Validation Strategy & Leakage Prevention¶

Purpose¶

Document the temporal validation discipline, leakage prevention rules, and how they are enforced in code and tested. This is one of the most critical design constraints in the system.

Why temporal validation is mandatory¶

Football match data is strictly ordered in time. Using random cross-validation is a systematic error: a random split allows future matches to appear in the training set, producing inflated metrics that do not reflect real performance. This is not theoretical — it is a structural bias that makes models appear better than they are.

Rule: train on the past, evaluate on the future. Nothing else is valid.

Why random CV fails for this task¶

Consider a random 80/20 split on matches from 2018–2024:

Training set contains matches from January 2023.
Test set contains matches from December 2022.
Rolling form features were computed using a future match.
Result: inflated accuracy, model is overfit to temporal artifacts.

Random CV also fails because team form, league competitiveness, and tactical patterns drift across seasons. A model that scores well on a random holdout may fail on next season's data.

Validation approach¶

Temporal holdout split¶

Time ──────────────────────────────────────────────────────►
│  Training region            │  Holdout (test set)        │
│  matches before test_start  │  matches from test_start   │
│─────────────────────────────│────────────────────────────│
                              ▲
                        temporal.test_start
                        (defined in params.yaml)

Train: all matches before temporal.test_start
Test (holdout): all matches from temporal.test_start onward

The test set is touched once, at final evaluation only. No hyperparameter decisions are made using the test set.

Walk-forward CV folds¶

For hyperparameter tuning, walk-forward cross-validation is used. Folds are generated between temporal.folds_start_year and temporal.folds_end_year, where each fold's validation window is one year ahead of the training window:

Fold N: Train [folds_start_year … year N] → Val [year N+1]

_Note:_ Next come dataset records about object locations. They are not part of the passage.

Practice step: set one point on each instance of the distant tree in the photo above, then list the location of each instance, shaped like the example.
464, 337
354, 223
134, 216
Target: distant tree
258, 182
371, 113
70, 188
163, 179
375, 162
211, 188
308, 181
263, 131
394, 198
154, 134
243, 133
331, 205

All fold boundaries are startTimeUtc-based. No match ever appears in both a train and validation window within the same fold.

Leakage prevention rules¶

The following rules are enforced in code and verified by tests:

Rule	How enforced
No features derived from post-match information	Feature code has no access to `outcome_1x2` during computation
Rolling aggregations respect the prediction cutoff	`shift(1)` applied before rolling — match N's window contains only matches N−1, N−2, …
ELO ratings are pre-match only	ELO values attached are computed before the match update step
Split is time-based, not random	`split_data` DVC stage uses `temporal.test_start` from `params.yaml`
Walk-forward CV folds are non-leaking	Future data never in training window of any fold

Leakage is treated as a critical bug, not a metric degradation.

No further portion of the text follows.